Qui a tué Anna Politkovskaïa ?
Son bureau au siège du journal Novaïa Gazeta était une halte quasi obligée pour tout journaliste étranger de passage à Moscou. Et il se trouvait toujours quelqu’un – un collègue, un ami, un fixeur – pour vous le rappeler : « Es-tu passé voir Ania ? » Ania : c’est ainsi que les Russes surnommaient Anna Politkovskaïa, connue surtout pour son travail de terrain lors de la seconde guerre de Tchétchénie (1999-2009).
Les responsables tchétchènes l’avaient surnommé « la folle de Moscou », en raison de son obstination à se rendre dans cette petite république russe rebelle du Caucase et à fouiller dans leurs trafics inavouables. Les haut gradés de l’armée et des services spéciaux l’avaient dans le nez parce qu’elle n’avait de cesse de dénoncer leur peu de considération pour la personne humaine et la loi en général. Mais elle était aussi pour beaucoup de Russes leur dernier recours face à l’injustice et à l’arbitraire. « Je ne suis qu’une femme, un être humain parmi des millions, un visage dans les rues de Moscou, de Grozny ou de Saint-Pétersbourg, écrit-elle en 2004 dans l’introduction de son recueil d’articles La Russie selon Poutine 1. Ceci est un recueil de mes émotions griffonnées à la hâte dans les marges de la vie telle que les gens la vivent aujourd’hui en Russie. […] Je me contente de témoigner de l’instant présent et d’écrire ce que je vois. » Aujourd’hui, le bureau d’Ania est vide. Il se visite comme un petit musée. Ses collègues du journal ont pris le soin de le laisser en l’état, comme si elle allait revenir d’un instant à l’autre.
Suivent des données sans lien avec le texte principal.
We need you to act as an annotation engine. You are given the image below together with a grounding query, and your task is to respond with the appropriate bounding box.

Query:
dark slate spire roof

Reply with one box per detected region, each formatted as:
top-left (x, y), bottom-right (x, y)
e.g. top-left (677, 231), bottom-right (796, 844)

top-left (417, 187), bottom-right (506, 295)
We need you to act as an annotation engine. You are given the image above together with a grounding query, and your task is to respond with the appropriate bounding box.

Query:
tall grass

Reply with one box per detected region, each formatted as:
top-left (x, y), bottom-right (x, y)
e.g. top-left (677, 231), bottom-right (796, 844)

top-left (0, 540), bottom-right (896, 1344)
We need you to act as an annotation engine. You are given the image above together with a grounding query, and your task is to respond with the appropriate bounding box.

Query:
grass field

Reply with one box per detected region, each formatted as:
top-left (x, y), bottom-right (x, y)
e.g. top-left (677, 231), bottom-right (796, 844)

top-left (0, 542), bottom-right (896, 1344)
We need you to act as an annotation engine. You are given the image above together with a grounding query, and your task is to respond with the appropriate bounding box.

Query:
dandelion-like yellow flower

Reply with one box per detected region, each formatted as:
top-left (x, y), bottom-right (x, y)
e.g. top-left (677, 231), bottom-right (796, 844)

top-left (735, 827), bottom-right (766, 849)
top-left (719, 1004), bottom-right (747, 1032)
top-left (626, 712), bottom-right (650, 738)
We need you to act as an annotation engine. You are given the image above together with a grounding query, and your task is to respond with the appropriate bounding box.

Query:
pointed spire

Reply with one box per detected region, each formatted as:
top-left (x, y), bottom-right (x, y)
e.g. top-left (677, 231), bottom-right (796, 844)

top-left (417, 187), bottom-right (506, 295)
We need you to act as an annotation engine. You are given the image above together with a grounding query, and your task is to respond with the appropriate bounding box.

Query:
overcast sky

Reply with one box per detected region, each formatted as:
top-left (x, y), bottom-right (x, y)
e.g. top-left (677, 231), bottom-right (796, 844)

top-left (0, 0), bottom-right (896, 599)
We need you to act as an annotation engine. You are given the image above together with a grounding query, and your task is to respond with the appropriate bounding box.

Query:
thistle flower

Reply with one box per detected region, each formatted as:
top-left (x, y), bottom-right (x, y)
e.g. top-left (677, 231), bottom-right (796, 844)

Anna Politkovskaïa a été assassinée le 7 octobre 2006 alors qu’elle sortait de l’ascenseur de son immeuble. Elle portait deux cabas de courses. Quatre douilles et un pistolet équipé d’un silencieux ont été retrouvés sur place. Par la suite, on a appris que des hommes venus du Caucase la suivaient à la trace depuis plusieurs jours avec la complicité de policiers moscovites. Ils avaient soigneusement consigné ses moindres déplacements et habitudes.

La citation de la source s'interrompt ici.